Les rotations de la Terre, de la Lune et du soleil génèrent des cycles environnementaux qui ont favorisé la sélection d’horloges biologiques. Une horloge biologique est un mécanisme interne aux organismes, qui en l’absence de signal environnemental fonctionne à sa fréquence propre, d’où le préfixe circa -, signifiant environ, accolé aux noms des horloges. Ce sont ces horloges internes qui produisent les rythmes biologiques et organisent temporellement les systèmes vivants, qu’il s’agisse notamment du comportement, de la physiologie ou de la reproduction. L’alternance régulière du jour et de la nuit a, par exemple, favorisé l’évolution de l’horloge circadienne (circa: environ ; diem: le jour).

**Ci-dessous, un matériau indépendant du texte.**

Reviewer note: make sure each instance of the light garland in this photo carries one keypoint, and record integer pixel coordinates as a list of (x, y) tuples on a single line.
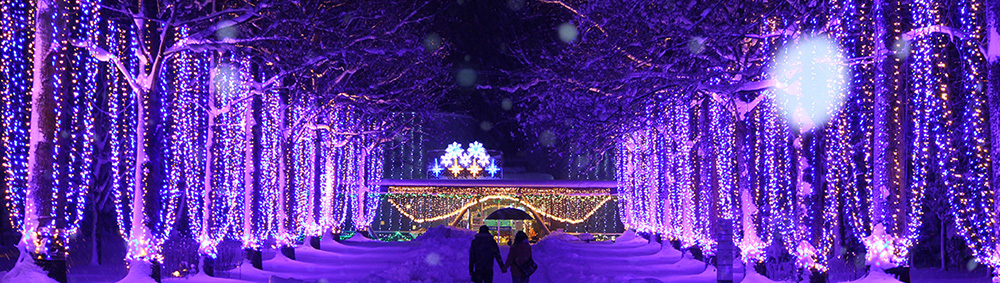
[(16, 36), (304, 182), (270, 152), (497, 191)]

Le mécanisme de l’horloge circadienne a d’abord été découvert chez une mouche, la drosophile, entre les années 1980 et les années 2000. Elle repose sur des boucles de rétrocontrôle dans la transcription et la traduction de quelques gènes – un gène A influence l’expression d’un gène B qui à son tour influence l’expression du gène A – dont l’expression dès lors oscille.
Ce qui donne le tempo aux organismes, ce sont donc leurs gènes, qui sont activés ou inhibés de manière cyclique. Chez la drosophile, au niveau moléculaire, les protéines CLOCK (CLK) et CYCLE (CYC) forment un hétérodimère qui, dans le noyau des cellules, se lie à la région promotrice des gènes period (per) et timeless (tim). Ces gènes sont alors transcrits en ARN, exportés dans le cytoplasme puis traduits en protéines. Ces protéines forment à leur tour un hétérodimère (PER:TIM), sont transportées dans le noyau, et inhibent les protéines activatrices CLOCK et CYCLE.
En journée, la lumière dégrade la protéine TIM via l’action d’un photorécepteur (une autre protéine, « cryptochrome »), et en l’absence de TIM, PER sera également dégradée. La dégradation des protéines PER et TIM permet aux protéines CLK et CYC d’assurer à nouveau leur action activatrice, démarrant ainsi un nouveau cycle. Enfin, une deuxième boucle, liée à la première, fait intervenir des gènes qui contrôlent l’expression du gène clock.
Ces gènes sont au coeur du mécanisme horloger, qui, dans son ensemble, repose sur un réseau moléculaire complexe. C’est la régulation fine de l’ensemble des molécules de l’horloge qui en assure le timing et la précision.
Il n’y a pas une seule horloge circadienne, les gènes horlogers varient en fonction des espèces. Mais le principe reste le même: des gènes dont l’expression oscille. Les rythmes biologiques ont été décrits dans tous les taxa (groupes d’organismes) étudiés jusqu’à présent, ce qui inclut les cyanobactéries, les champignons, les plantes, et les animaux, humains compris.